Al ministro Roberto Gualtieri (Pd) che
tale ipotesi aveva avanzato, ha replicato Stefano Patuanelli, pure lui
ministro (dello sviluppo economico), indicato per tale incarico dal
Movimento 5 Stelle che, lo avrete intuito o saputo, in Puglia
non è alleato del Partito Democratico per le consultazioni referendaria e elettorale del 20 e 21 settembre.
Non convince l’idea di Roberto Gualtieri
di cercare un altro interlocutore industriale se ArcelorMittal non
dovesse accettare le proposte del Governo. Intanto l’azienda presieduta
da Lakshimi Mittal rafforza la sua posizione contrattuale mentre gli
esponenti del Governo pensano alle consultazioni in programma domenica e
lunedì.
Ci rendiamo conto che stiamo scrivendo di
vicende pugliesi in un giornale di Novi, ma è evidente che le
prospettive dello stabilimento ex
Ilva di Taranto sono strettamente legate a
quello di Novi. Se ArcelorMittal se ne va da Taranto lascerà anche Novi
perché il contratto di affitto dei siti produttivi non prevede
spezzatino.
Il futuro della gestione degli
stabilimenti ex Ilva in affitto ad Arcelor-Mittal ha innescato lo stato
di agitazione sindacale a Genova Cornigliano e Taranto dove i
sindacalisti hanno inoltrato una richiesta di incontro urgente al
ministro dello sviluppo economico, Stefano Patuanelli. A Novi la
situazione al momento appare più tranquilla, ma la preoccupazione cova
sotto l’apparente indifferenza del Governo. Il segretario provinciale
della Fim Cisl di Alessandria, Salvatore Pafundi, che lunedì era a Novi
per la firma dell’accordo sulle 5 settimane di cassa integrazione Covid,
sull’argomento ha detto: «attendiamo notizie da Roma». Dove, in questi
giorni sono concentrati su referendum ed elezioni con il rischio di
dimenticarsi che il 30 novembre ArcelorMittal può abbandonare il gruppo
Ilva pagando una cauzione di 500 milioni. Spiccioli per un’azienda che
ha un fatturato di 2,2 miliardi di euro all’anno.

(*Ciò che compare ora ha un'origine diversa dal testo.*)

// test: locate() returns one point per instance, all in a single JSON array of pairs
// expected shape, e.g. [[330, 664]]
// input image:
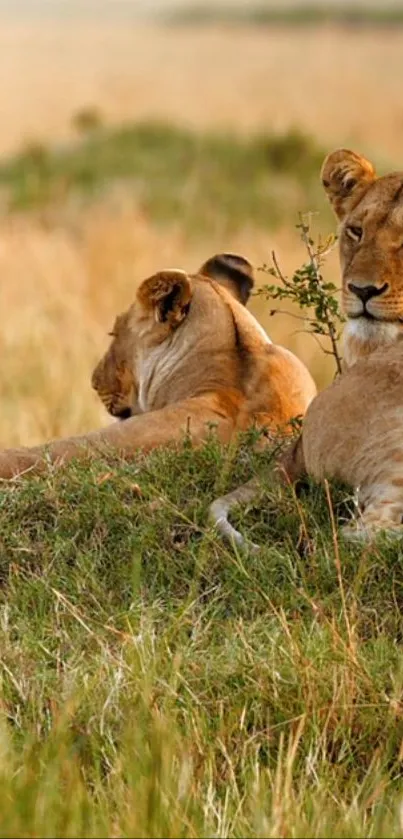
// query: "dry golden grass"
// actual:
[[341, 86], [62, 283]]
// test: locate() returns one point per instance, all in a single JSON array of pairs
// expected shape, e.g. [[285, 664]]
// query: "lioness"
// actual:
[[185, 355], [353, 430]]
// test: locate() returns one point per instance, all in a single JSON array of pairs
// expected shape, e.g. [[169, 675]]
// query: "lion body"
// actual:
[[353, 430], [186, 356]]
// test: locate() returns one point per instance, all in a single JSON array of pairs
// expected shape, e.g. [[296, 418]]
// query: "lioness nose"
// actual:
[[365, 292]]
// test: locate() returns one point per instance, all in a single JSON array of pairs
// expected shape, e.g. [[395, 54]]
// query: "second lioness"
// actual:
[[186, 355], [353, 430]]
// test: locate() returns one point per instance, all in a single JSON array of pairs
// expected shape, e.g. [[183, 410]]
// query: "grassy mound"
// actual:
[[155, 683]]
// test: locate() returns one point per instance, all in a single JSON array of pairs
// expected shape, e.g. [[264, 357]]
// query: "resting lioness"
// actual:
[[187, 354], [353, 430]]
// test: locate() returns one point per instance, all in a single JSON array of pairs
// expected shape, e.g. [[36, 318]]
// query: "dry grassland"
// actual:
[[61, 283]]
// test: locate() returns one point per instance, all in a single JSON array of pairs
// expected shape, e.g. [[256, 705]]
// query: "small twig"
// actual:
[[308, 290], [315, 262]]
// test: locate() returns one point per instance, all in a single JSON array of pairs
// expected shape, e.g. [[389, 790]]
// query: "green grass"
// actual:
[[155, 683], [260, 14], [200, 180]]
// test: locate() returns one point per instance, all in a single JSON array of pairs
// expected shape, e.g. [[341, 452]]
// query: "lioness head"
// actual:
[[370, 210], [152, 332]]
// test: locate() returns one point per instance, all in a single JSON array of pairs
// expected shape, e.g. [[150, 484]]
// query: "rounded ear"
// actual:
[[232, 271], [168, 295], [346, 177]]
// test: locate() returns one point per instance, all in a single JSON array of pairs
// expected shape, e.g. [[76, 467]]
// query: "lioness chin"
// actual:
[[186, 355], [353, 430]]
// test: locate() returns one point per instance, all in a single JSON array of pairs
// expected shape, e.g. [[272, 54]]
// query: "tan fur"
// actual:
[[187, 354], [353, 430]]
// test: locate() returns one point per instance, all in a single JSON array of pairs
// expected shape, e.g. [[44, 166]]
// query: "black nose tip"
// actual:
[[125, 413], [364, 293]]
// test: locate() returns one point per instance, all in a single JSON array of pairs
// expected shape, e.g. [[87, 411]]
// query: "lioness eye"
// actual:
[[354, 232]]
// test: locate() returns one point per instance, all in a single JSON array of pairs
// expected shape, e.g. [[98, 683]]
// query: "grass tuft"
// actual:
[[155, 683]]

Arrivano notizie di sofferenze di
liquidità anche tra le imprese dell’indotto Ilva e in particolare tra
gli autotrasportatori perché ci sarebbero ritardi nei pagamenti oltre a
una mole di lavoro che diminuisce ogni giorno.
Preoccupazione per lo stallo della trattativa sul futuro dell’azienda. Svanita l’ipotesi dell’ingresso in società di Invitalia.
E dal 30 novembre ArcelorMittal può andarsene.